EUROPEAN FX UPDATE: DXY grinds higher amid continued NZD losses and a heavy GBP
USD: DXY +0.2%; 99.08
- A fourth session of gains for the broader USD and index, this time with a lending hand from GBP weakness (more below), as well as ongoing losses in the NZD following the 50bps jumbo rate cut delivered by the RBNZ yesterday.
- The macro narrative surrounding the US remains a downbeat one as the government shutdown continues to drag on, delaying economic data releases and threatening a hit to domestic growth, with today's weekly Jobless Claims also shelved for now.
- The minutes from the FOMC's September meeting, in which it cut the FFR by 25bps (subject to dovish dissent from Miran), had both hawkish and dovish elements. Participants judged that a cautious approach to future policy was warranted, while a majority of participants emphasised upside risk to their outlook for inflation – no notable reaction was seen on the release.
- Today's US data docket is light, given the continued US government shutdown, but the speaker's slate is plentiful. On today's speakers' slate: Fed Chair Powell (remarks are pre-recorded, and a text release is expected, but no Q&A), Fed Governor Bowman (voter; text expected), Fed's Goolsbee (2025 voter; no text expected), Fed's Barr (voter; text expected), and Fed's Kashkari (2026 voter).

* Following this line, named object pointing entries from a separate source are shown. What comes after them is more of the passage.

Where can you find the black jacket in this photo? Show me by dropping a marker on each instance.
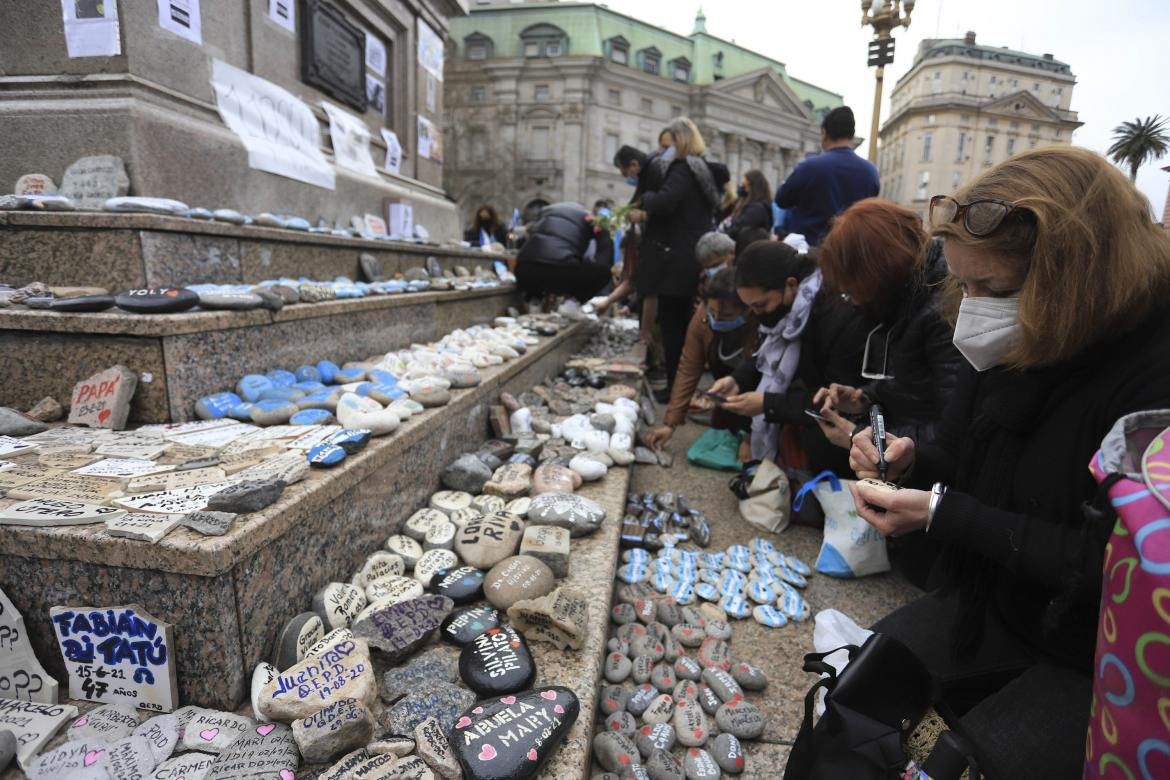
(831, 349)
(921, 356)
(756, 214)
(562, 236)
(679, 213)
(1014, 447)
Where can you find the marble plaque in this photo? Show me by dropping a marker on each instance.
(119, 655)
(21, 675)
(33, 724)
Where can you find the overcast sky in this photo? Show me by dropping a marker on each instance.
(1119, 50)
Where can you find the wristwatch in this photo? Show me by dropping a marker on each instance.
(936, 495)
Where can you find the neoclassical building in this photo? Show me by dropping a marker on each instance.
(962, 108)
(539, 96)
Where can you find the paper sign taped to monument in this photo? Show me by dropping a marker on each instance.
(181, 18)
(351, 140)
(393, 151)
(117, 655)
(91, 28)
(33, 724)
(277, 129)
(21, 675)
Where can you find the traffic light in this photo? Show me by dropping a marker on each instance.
(881, 52)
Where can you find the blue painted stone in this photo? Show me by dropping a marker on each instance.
(308, 374)
(311, 418)
(327, 370)
(282, 394)
(250, 387)
(323, 456)
(282, 378)
(217, 406)
(351, 440)
(382, 377)
(241, 412)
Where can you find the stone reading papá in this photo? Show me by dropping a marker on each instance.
(119, 655)
(103, 400)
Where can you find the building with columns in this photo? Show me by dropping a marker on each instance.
(541, 95)
(962, 108)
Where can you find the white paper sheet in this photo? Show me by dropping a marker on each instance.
(376, 55)
(283, 13)
(393, 151)
(91, 28)
(279, 130)
(429, 50)
(351, 140)
(181, 18)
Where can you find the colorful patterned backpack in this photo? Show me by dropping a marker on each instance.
(1129, 724)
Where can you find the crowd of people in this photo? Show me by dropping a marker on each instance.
(1000, 337)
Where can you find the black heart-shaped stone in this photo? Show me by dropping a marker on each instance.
(511, 737)
(496, 662)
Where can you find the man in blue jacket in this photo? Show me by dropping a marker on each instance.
(825, 185)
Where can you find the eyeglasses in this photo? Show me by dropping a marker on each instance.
(981, 216)
(866, 371)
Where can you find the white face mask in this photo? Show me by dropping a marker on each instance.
(986, 330)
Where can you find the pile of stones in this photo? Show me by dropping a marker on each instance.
(676, 702)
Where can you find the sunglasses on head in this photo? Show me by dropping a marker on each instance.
(981, 216)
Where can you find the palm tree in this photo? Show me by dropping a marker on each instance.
(1138, 142)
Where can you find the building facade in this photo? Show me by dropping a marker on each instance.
(539, 96)
(962, 108)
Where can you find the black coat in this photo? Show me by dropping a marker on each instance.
(1014, 447)
(921, 357)
(679, 213)
(831, 349)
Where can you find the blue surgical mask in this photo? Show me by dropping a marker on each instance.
(725, 325)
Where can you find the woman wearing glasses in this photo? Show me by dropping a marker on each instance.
(1065, 323)
(879, 256)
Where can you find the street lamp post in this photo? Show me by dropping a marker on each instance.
(883, 15)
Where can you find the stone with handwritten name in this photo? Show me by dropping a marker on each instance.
(103, 400)
(338, 604)
(263, 751)
(297, 636)
(513, 736)
(442, 702)
(399, 629)
(312, 683)
(334, 730)
(496, 662)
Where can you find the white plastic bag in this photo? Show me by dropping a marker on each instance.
(833, 629)
(852, 547)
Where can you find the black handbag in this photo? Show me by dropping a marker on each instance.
(869, 711)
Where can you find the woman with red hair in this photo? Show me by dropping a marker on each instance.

- DXY prints on either side of 99.00 and eclipsed yesterday's peak (99.06) before encountering some resistance. The index trades in a 98.70-99.08 parameter at the time of writing.
EUR: EUR/USD -0.2%; 1.1605
- Subdued but to a lesser extent than some peers, with some degree of certainty arising on the French political front, with news that French President Macron will name a new PM in the next 48 hours and said there is a possible path to a budget by December 31st. Polymarket odds point to a 32% chance of a French election being called by the end of the month, vs a c. 70% probability yesterday morning, according to ING.
- On the data front, Germany printed a larger trade surplus than expected, although imports and exports contracted. This follows a string of woeful German data, with German Industrial Output and Industrial Orders this week falling well short of consensus.
- Ahead, the ECB will publish the minutes of its latest meeting, though analysts do not expect the release to shift the dial very much. As expected, the ECB held the deposit rate at 2%. Attention focused on the macro projections, which saw the 2026 inflation forecast rise slightly to 1.7% from 1.6%, below the 1.9% consensus. This prompted a dovish market reaction at the time.
- EUR/USD trades towards the bottom end of a 1.1607-1.1648 range, at the time of writing, having printed on either side of its 100 DMA (1.1633) and with yesterday's low at 1.1598. If 1.1600 convincingly gives way in EUR/USD, the next target comes via the 27th August low at 1.1573.
JPY: USD/JPY +0.2%; 152.95
- USD/JPY tilts higher amid Dollar strength and following rangebound APAC trade amid a pause from the recent Takaichi-related advances, with her economic measures and PM nomination said to likely be delayed.
- The desk at ING suggests, "For USD/JPY to come lower now, we need one of three things to happen: i) broad-based dollar weakness on soft US labour market data, ii) the BoJ surprising with a rate hike in late October or iii) some sharp correction in global equity markets."
- USD/JPY has climbed as high as 153.22, with focus now on whether the pair begins to approach 155, given the velocity of the move, expectations of potential intervention will likely increase.
GBP: GBP/USD -0.4%; 1.3348
- Among the laggards, despite limited newsflow before comments from BoE's Mann.
- Initial losses were seemingly driven by technicals as GBP/EUR fell under 1.1500, with the EUR supported by French politics, whilst GBP/USD later fell under 1.3350. EUR/GBP eyes 0.8700 to the upside.
- BoE's Mann stuck to her stance, arguing that "policy needed to remain restrictive for longer, both to squeeze out inflation persistence". Little reaction was seen on the comments.
- GBP/USD eyes the 26th September low at 1.3330 before the 25th September trough at 1.3324.
Antipodeans: AUD/USD -0.3%; 0.6569. NZD/USD -0.5%; 0.5760
- Subdued with little notable influence from China's return from the National Day Golden Week holiday, whilst the Kiwi underperformed and is still feeling the hangover from the RBNZ yesterday, in which it cut the OCR by 50 basis points, emphasised prolonged spare capacity and the associated downside risk to medium-term activity and inflation.